Certe idee rischiano di divenire il primo ostacolo e limite all’effettivo processo di sviluppo di bambini e bambine che hanno avuto la fortuna di vivere l’esperienza dell’adozione. In questo modo non si vuole negare la possibilità che possano presentarsi delle difficoltà, anzi, farlo non consentirebbe di mettere in luce i reali bisogni di bambini e bambine che hanno un loro vissuto. Tali difficoltà possono dipendere da molti fattori quali esperienze passate, età, ingresso in un nuovo ambiente, scuola e in generale da tutta la complessità delle relazioni che si vivono crescendo. Va detto anche che tutto questo può succedere a chiunque viva o abbia vissuto esperienze che in un modo o in un altro sono state particolarmente significative.

La consapevolezza di possibili difficoltà nel percorso di vita da parte di professionisti e non, può essere un nuovo punto di partenza per costruire relazioni solide e qualitativamente rilevanti per lo sviluppo futuro della persona e il suo percorso formativo. Ciò che è importante avere presente è che l’esperienza dell’adozione non può e non deve essere una motivazione valida per giustificare pensieri, e di conseguenza azioni, che negano la possibilità di vivere serenamente, realizzare i propri sogni e desideri e raggiungere obiettivi o ancora, dare per scontato che tutto questo non sia possibile.

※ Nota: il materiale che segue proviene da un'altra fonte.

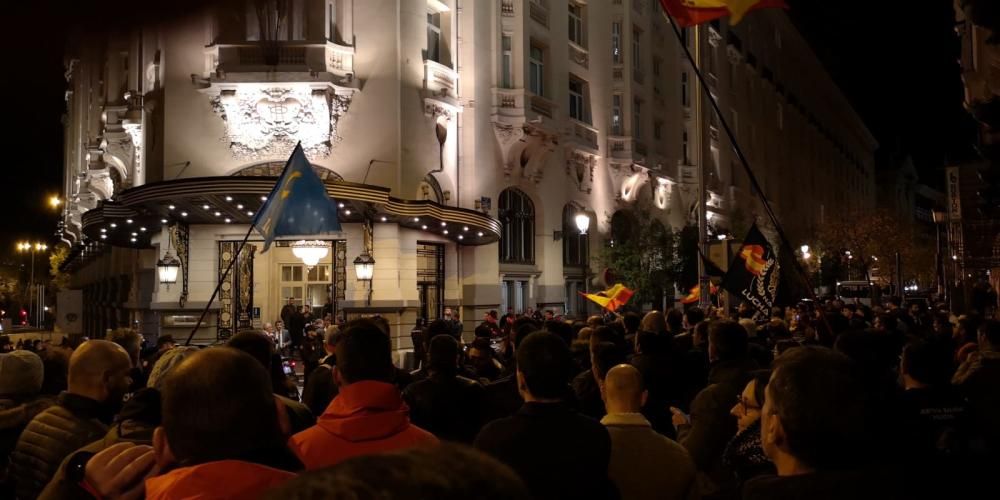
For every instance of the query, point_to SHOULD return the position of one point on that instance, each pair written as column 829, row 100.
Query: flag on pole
column 755, row 273
column 692, row 12
column 695, row 294
column 612, row 298
column 298, row 204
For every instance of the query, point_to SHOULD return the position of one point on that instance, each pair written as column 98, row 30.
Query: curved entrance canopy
column 135, row 214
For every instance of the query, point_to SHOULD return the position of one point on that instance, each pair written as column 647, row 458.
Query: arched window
column 576, row 246
column 517, row 234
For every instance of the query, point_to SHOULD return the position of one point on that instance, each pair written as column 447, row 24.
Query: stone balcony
column 583, row 135
column 252, row 61
column 625, row 149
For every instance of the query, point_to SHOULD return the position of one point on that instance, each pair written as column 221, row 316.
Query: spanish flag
column 612, row 298
column 695, row 294
column 692, row 12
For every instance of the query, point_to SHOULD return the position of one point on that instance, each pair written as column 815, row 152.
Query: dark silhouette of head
column 543, row 366
column 727, row 341
column 364, row 353
column 208, row 401
column 445, row 472
column 813, row 410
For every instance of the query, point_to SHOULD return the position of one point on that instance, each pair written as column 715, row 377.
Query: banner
column 755, row 274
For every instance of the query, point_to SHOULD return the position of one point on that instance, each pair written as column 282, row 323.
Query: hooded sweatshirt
column 366, row 417
column 224, row 479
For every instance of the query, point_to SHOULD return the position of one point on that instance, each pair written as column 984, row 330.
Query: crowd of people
column 819, row 401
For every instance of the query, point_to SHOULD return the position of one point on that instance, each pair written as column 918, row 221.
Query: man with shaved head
column 644, row 464
column 98, row 379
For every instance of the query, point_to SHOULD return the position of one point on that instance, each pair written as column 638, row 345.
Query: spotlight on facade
column 167, row 269
column 310, row 252
column 582, row 221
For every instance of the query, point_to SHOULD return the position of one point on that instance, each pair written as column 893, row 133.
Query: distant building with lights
column 468, row 136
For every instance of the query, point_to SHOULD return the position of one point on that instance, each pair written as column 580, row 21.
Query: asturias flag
column 612, row 298
column 298, row 204
column 692, row 12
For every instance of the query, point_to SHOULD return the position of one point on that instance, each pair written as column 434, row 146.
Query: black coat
column 502, row 398
column 832, row 485
column 450, row 407
column 321, row 387
column 557, row 452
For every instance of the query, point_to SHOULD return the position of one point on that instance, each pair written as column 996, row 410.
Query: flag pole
column 786, row 246
column 225, row 274
column 208, row 305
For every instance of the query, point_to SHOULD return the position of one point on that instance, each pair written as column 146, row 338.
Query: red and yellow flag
column 692, row 12
column 695, row 294
column 612, row 298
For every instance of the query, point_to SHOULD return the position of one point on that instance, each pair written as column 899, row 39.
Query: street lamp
column 364, row 268
column 31, row 248
column 582, row 222
column 167, row 268
column 310, row 252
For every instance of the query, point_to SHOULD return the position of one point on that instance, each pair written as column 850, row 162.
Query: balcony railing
column 249, row 57
column 507, row 8
column 440, row 79
column 579, row 55
column 585, row 134
column 620, row 147
column 539, row 13
column 542, row 106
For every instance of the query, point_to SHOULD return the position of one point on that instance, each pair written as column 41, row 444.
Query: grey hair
column 167, row 362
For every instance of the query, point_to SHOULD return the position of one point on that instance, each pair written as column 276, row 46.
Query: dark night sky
column 895, row 59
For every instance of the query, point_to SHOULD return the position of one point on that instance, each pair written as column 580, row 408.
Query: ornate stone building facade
column 469, row 134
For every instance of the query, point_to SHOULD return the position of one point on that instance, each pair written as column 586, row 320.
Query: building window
column 616, row 115
column 430, row 279
column 685, row 91
column 506, row 63
column 434, row 36
column 577, row 103
column 576, row 24
column 686, row 147
column 536, row 66
column 331, row 21
column 514, row 294
column 517, row 233
column 616, row 42
column 306, row 287
column 576, row 246
column 636, row 53
column 637, row 118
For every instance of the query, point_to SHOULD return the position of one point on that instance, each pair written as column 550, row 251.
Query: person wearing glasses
column 744, row 455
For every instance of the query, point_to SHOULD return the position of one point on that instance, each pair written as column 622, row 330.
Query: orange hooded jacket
column 366, row 417
column 229, row 479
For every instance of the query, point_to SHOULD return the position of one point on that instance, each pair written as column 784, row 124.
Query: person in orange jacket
column 368, row 415
column 220, row 436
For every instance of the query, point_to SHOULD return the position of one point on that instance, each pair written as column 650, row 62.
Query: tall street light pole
column 31, row 248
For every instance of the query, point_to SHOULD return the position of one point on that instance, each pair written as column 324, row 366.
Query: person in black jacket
column 321, row 387
column 297, row 417
column 446, row 404
column 557, row 452
column 812, row 428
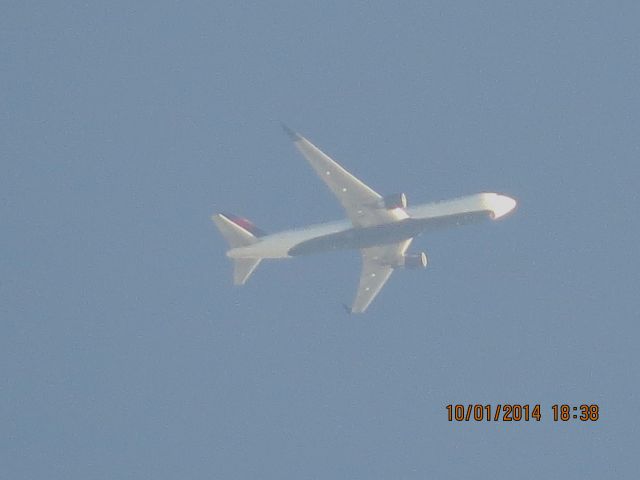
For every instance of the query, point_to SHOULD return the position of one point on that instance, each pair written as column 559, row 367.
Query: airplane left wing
column 377, row 266
column 359, row 200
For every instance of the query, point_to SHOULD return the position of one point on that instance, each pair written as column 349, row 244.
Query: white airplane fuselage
column 342, row 235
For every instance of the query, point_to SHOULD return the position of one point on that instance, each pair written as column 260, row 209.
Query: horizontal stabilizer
column 243, row 268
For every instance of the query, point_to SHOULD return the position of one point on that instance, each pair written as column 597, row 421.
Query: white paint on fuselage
column 277, row 245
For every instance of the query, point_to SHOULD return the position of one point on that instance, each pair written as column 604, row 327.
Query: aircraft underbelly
column 389, row 233
column 357, row 238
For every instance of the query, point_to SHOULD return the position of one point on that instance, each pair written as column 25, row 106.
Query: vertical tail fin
column 243, row 268
column 239, row 232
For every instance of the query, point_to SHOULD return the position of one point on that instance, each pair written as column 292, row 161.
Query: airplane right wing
column 359, row 200
column 377, row 267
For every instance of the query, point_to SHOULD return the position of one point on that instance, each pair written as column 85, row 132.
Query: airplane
column 382, row 228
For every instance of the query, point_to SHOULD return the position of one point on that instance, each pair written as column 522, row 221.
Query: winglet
column 293, row 135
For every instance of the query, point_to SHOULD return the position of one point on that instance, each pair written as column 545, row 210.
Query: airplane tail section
column 239, row 232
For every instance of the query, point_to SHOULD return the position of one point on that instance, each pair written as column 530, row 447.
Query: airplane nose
column 502, row 205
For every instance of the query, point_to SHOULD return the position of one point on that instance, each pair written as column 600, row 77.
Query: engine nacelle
column 397, row 200
column 414, row 261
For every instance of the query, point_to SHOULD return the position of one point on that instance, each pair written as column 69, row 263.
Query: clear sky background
column 125, row 351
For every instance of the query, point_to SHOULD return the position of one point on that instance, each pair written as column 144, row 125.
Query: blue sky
column 127, row 353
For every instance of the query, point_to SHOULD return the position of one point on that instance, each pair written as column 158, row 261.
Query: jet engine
column 396, row 200
column 415, row 261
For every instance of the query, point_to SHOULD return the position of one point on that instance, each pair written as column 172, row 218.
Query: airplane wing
column 360, row 201
column 377, row 267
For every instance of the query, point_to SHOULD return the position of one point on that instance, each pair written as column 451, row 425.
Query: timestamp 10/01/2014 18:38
column 515, row 412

Prospettive e considerazioni

L’ idea dell’esperienza dell’adozione come condizione di svantaggio a livello individuale e sociale è fortemente limitante e limitata. L’ambiente e il contesto di vita, insieme a caratteristiche individuali, rendono le persone quello che sono e quello che saranno e possono fare la differenza in ogni percorso di vita, poiché niente è predeterminato. Cosa fare allora? A partire dalla scuola si potrebbe pensare ad una maggiore sensibilizzazione e una formazione adeguata del personale docente che soprattutto oggi si trova di fronte a continue e nuove sfide.

La scuola potrebbe essere un luogo chiave e potrebbe rappresentare un’occasione preziosa per favorire la conoscenza della complessità di un’esperienza come quella dell’adozione.

Tornando a me, credo che essere stata adottata sia stata davvero una seconda possibilità che la vita mi ha offerto, una possibilità preziosa che non può essere certo minata e sminuita da dinamiche sociali così superficiali e legate a certi stereotipi. La mia esperienza mi ha insegnato e confermato che aver vissuto in un contesto favorevole e aver avuto una famiglia che mi ha accolta prendendosi cura di me, non solo da un punto di vista materiale, ma soprattutto relazionale e affettivo,  ha fatto davvero la differenza. Se avessi basato la mia vita o le mie possibilità abbandonandomi a certi pregiudizi sicuramente oggi non avrei raggiunto i miei obiettivi e non avrei sogni o aspettative per raggiungerne ancora tanti altri.